Question

Find the value of K for which the quadratic equation k^2x^2-2(k-1)x+4=0 has two real equal roots

Answer 1

Answer:

The value of k is $-1,\frac{1}{3}$

Step-by-step explanation:

In the question we have been given a quadratic equation of x and it is said that for the right value of k we will get two equal roots from the quadratic equation.

We usually find the roots of a quadratic equation by factorization method or formula method but when we don't know the coefficients of the different powers of x we need to use a different formula for finding the value of k.

When two roots are real and equal, we can say that

$b^{2} -4ac=0$

We will be using the above formula to find the value of k.

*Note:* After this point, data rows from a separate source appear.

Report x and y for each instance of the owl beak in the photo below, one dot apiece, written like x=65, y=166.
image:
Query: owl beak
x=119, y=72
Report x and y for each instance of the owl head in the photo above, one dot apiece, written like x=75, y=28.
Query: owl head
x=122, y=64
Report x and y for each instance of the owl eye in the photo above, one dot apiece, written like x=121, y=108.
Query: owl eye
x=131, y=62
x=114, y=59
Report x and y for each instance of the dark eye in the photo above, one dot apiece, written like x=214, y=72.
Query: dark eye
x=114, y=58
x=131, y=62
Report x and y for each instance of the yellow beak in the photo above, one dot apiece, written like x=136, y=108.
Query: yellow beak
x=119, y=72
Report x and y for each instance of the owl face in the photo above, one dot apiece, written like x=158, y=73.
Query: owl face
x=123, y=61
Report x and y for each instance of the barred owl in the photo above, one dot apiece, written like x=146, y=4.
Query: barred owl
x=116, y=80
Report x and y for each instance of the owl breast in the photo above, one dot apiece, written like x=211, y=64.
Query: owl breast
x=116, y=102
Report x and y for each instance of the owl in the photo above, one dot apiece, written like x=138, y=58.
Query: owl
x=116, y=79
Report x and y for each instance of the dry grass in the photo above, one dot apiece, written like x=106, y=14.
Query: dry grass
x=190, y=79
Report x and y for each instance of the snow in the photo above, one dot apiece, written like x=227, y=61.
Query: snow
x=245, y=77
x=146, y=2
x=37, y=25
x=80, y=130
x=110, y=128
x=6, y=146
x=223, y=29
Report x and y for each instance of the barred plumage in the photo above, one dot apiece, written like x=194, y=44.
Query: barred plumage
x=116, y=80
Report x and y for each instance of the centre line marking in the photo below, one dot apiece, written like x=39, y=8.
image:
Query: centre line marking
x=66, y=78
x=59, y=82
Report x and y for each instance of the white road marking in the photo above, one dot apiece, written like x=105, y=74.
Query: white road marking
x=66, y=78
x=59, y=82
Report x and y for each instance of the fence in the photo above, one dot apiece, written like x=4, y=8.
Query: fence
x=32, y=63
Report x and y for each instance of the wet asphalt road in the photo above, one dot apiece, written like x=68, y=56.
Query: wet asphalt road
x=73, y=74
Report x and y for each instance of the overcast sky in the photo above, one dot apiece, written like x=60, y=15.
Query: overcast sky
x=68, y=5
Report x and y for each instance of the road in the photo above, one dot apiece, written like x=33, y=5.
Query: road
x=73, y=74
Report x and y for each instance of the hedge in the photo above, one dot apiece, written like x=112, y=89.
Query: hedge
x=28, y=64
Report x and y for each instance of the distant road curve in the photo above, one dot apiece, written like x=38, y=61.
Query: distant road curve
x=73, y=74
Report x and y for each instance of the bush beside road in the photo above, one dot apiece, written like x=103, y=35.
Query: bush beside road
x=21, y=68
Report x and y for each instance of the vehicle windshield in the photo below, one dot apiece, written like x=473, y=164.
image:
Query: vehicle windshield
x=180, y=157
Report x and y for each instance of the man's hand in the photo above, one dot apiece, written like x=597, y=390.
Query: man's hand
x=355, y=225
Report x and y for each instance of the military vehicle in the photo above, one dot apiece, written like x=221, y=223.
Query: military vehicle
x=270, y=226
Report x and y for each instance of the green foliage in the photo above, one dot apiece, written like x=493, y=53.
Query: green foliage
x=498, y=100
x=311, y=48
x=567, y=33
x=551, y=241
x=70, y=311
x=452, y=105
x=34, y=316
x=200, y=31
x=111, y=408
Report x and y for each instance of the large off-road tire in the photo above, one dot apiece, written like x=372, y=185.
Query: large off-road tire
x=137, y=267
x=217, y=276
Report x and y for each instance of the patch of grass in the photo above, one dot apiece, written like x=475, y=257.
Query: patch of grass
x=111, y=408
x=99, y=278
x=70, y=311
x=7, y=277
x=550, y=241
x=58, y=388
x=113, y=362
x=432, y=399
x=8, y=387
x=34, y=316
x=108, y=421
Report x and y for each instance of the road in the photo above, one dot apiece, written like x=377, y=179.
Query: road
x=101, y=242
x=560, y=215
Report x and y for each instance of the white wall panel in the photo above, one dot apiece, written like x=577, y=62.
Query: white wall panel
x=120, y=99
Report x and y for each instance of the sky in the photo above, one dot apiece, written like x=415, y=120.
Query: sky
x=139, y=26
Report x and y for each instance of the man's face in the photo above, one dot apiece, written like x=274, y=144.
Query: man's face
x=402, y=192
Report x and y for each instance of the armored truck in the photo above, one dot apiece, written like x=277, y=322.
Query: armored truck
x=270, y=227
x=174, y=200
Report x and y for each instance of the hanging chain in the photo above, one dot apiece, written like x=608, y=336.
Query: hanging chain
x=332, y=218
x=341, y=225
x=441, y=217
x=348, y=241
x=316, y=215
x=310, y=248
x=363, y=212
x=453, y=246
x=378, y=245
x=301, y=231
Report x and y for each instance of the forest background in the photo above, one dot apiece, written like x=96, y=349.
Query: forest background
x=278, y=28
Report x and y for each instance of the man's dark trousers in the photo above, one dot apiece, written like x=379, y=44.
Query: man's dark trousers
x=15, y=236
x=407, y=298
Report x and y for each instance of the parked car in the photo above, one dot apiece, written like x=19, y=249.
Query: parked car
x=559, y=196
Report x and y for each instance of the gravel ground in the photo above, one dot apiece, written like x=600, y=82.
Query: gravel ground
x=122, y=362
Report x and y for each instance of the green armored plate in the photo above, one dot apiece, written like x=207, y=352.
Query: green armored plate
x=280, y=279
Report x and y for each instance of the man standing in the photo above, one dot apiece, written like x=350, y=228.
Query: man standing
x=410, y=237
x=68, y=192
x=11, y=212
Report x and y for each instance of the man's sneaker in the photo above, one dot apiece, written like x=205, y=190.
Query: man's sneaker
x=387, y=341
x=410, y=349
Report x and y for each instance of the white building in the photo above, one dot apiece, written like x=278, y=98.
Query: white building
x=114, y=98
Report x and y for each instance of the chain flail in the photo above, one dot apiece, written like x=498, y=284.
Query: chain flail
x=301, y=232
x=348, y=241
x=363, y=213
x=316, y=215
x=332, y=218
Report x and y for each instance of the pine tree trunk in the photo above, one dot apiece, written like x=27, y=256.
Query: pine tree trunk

$a=k^{2} \\b=-2(k-1)\\c=4$

$b^{2} -4ac=0\\(-2(k-1))^{2} -4.k^{2} .4=0\\4(k-1)^{2} -16k^{2} =0\\4(k^{2} -2k+1)-16k^{2} =0\\-12k^{2}-8k+4=0\\3k^{2} +2k-1=0\\3k^{2} +3k-k-1=0\\3k(k+1)-1(k+1)=0\\(k+1)(3k-1)=0$

k=-1,$\frac{1}{3}$

For these two values of k we get two equal roots for the equation.